Après Albemarle, Dalphimetal ? Alors que l'avenir des 270 salariés de l'usine chimique de Vieux-Thann semble assuré, au moins pour quelques mois, grâce à l'arrivée d'un repreneur allemand (nos précédentes éditions), c'est au-dessus de l'entreprise Dalphimetal, à Cernay, qu'apparaissent de gros nuages noirs. De source syndicale, l'avenir du sous-traitant automobile, où 191 salariés fabriquent notamment des airbags et volants, avec armatures, serait même menacé à très court terme. Hier, les responsables de l'intersyndicale — CFTC, FO, CFE-CGC et CFDT- ont distribué des tracts à la sortie de l'usine. Une opération en forme d'avertissement à l'adresse de la direction, soupçonnée de préparer le démantèlement du site alsacien. Une fermeture qui serait annoncée, selon les syndicats, lors de la prochaine réunion du comité d'entreprise dont la date n'a pas encore été fixée. « Les rumeurs de fermeture sont de plus en plus nombreuses et surtout, certains faits abondent dans ce sens », regrette un responsable syndical qui précise : « les stocks s'éparpillent dans différents sites de stockage ; des composants s'en vont de chez nous de manière fantôme, sans documents officiels ; le site portugais de TRW a récupéré 20 % de la production réalisée chez nous précédemment ? » « Tandis que les ateliers se vident peu à peu dans ce qui ressemble, en certains endroits, à une usine fantôme, c'est la fermeture du site qui s'annonce », indique encore une autre source syndicale qui promet une réaction à la hauteur de la gravité de la situation.
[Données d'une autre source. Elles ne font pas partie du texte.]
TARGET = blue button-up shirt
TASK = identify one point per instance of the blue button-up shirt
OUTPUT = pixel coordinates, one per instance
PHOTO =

Grève et occupation d'usine sont d'ores et déjà envisagées.
Les pouvoirs publics alertés
Durant tout l'été, une surveillance discrète a d'ailleurs été opérée autour de l'usine cernéenne. « L'un de nous passait chaque jour devant le site pour vérifier que la direction ne procédait pas au déménagement des machines en catimini. Aujourd'hui, le groupe TRW, qui nous a rachetés aux Espagnols en octobre 2005, a clairement l'intention de fermer l'usine. La seule production qui pouvait nous faire vivre, c'est pour la 1007 qui ne marche pas. On n'est plus dans l'idée de 80 licenciements mais bien dans une logique de fermeture. Avec 100 salariés, l'usine ne serait de toute façon pas rentable », analyse un autre syndicaliste qui a alerté les pouvoirs publics. Une rencontre avec le député maire de Cernay, Michel Sordi, pourrait avoir lieu lundi matin. Le préfet et l'inspecteur départemental du travail et de l'emploi du Haut-Rhin ont également été alertés. À une période extrêmement difficile pour les sous-traitants automobiles, la situation de Dalphimetal est aujourd'hui très préoccupante. Si rien n'a été annoncé, le moral des salariés est au plus bas en cette rentrée.
Ni confirmé, ni infirmé
Contacté hier en fin d'après-midi, François Vercher, le directeur du site a indiqué que « les rumeurs dont il est fait état dans ce tract ne peuvent actuellement être ni confirmées ni infirmées ». Ajoutant que Dalphimetal travaille « dans un secteur actuellement durement touché », il a annoncé que la direction communiquerait dans courant septembre. « Un plan de restructuration du site est prévu. Mais, comme le veut la loi, notre comité d'entreprise aura la primeur de l'information », conclut Philippe Verchere.